Su Emilio Salgari (Verona 1862, Torino 1911) si è scritto molto, all’inizio soprattutto per raccontare la sua vita, triste e sfortunata nella fortuna, e dopo per esaltare quel suo stile fatto di ingenuità, realismo, informazione e passione avventurosa che profondeva in ogni parola dei suoi molteplici romanzi. Quegli eroi di carta capaci di accendere il cuore dei ragazzi ed anche di quegli adulti che hanno saputo restare bambini, sono stati capaci di viaggiare attraverso gli anni, senza invecchiare neanche un po’. Sandokan, il Corsaro Nero, il flemmatico Yanez, Wan Stiller, Tremal Naik, l’Olonese, i kriss malesi, i prahos al vento, i Thugs e tutti gli altri si sono impressi nell’immaginario collettivo, sapendo rivivere in altri medium. Cinema, fiction televisive e fumetti, forse il mezzo più vicino allo spirito salgariano.
Con questa affinità di spirito, Paolo Bacilieri scrive nel centenario della morte un’intensa e dolente biografia del grande autore d’avventura e di fantascienza. Sweet Salgari (ed. Coconino Press, 17,5€, 160 pagine) è un atto d’amore per un gigante della letteratura ma allo stesso tempo un amaro ritratto della condizione di un artista agli inizi del XX secolo. Le sfortune editoriali di Salgari sono piuttosto note, strozzato da una serie di editori a sfornare più di un romanzo all’anno, circondato dai fantasmi della follia che affliggevano la moglie, divorato dai debiti e da cattive abitudini quali alcool e tabacco, le sole abitudini, forse, capaci di sostenerlo.

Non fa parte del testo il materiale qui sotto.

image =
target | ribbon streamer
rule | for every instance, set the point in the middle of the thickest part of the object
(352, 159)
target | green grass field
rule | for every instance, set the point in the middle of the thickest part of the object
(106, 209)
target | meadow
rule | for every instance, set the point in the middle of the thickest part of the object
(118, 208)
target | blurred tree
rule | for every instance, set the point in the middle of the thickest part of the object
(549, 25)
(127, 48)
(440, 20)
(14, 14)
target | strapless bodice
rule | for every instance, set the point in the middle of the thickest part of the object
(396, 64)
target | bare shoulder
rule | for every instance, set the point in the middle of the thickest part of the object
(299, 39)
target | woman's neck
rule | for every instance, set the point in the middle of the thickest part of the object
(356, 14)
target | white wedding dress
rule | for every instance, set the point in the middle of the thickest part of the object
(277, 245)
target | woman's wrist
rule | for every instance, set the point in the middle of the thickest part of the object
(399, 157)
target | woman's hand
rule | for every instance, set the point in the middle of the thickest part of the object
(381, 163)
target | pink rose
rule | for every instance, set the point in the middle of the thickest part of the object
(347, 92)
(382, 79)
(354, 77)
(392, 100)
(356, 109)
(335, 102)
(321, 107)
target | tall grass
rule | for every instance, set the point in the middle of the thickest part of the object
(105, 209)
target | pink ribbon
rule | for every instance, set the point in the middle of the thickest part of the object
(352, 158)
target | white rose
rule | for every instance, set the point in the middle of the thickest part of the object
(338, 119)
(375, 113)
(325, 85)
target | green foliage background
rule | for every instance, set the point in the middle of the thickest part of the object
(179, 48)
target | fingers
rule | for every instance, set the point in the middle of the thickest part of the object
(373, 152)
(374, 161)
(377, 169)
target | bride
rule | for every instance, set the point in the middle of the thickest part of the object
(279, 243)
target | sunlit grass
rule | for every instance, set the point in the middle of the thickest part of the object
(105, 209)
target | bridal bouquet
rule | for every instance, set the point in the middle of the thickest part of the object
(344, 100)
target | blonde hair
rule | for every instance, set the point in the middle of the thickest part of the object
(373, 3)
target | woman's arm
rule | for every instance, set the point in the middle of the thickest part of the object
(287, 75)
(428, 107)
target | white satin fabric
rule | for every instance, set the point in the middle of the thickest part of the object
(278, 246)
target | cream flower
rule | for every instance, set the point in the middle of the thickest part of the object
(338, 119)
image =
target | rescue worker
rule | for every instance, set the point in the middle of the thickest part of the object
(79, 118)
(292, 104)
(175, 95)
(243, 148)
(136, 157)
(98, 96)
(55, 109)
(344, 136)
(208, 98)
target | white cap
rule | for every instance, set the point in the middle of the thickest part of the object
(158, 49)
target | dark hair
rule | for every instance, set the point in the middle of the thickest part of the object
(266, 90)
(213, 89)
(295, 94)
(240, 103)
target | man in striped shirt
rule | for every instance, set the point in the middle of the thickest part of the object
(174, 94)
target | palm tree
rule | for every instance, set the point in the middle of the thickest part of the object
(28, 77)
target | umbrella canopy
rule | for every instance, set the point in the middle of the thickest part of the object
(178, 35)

Bacilieri rende omaggio al maestro in maniera intensa e personale, senza piegare il suo stile. Utilizza così citazioni salgariane mai banali, prese da romanzi meno noti ed usate con particolare efficacia, a partire da quella dei sunderbunds per descrivere la popolare zona torinese di Madonna del Pilone in cui viveva lo scrittore. Ma è sicuramente nella struttura della tavola che Bacilieri è capace di stupire, utilizzando un approccio convenzionale per poi destrutturarlo e smontarlo in mini-vignette, in cui far risaltare alcuni dettagli, soprattutto volti e particolari espressivi. E ancora, vignette a tutta tavola per illustrare lo scorrere del tempo dell’autore, e panoramiche descrittive rigorose del periodo storico, simile alla telecamera che si avvicina all’obbiettivo. Con questi segnali di stile Bacilieri imprime alla storia un sapore lieve e melanconico, rendendo Salgari un vero personaggio dei fumetti, seppur più che reale. Così non mancano espressioni buffe e simil-caricaturali negli occhi neri e nei baffoni fine ottocenteschi.
Nella sceneggiatura Bacilieri compie un lavoro egregio, intercalando parti nel presente con lo scorrere del tempo nel passato. Ma è sicuramente nel finale che sa rendere giustizia, con lacrime mai facili e con melanconica accettazione, a questo autore grande che ha saputo portare il Gange in riva al Po. E là, tra i padiglioni sfavillanti dell’Esposizione Internazionale in un’Italia incapace di rendere omaggio ad un Suo eroe, si svolge la più giusta e consapevole parata in omaggio ad uno degli ultimi sognatori.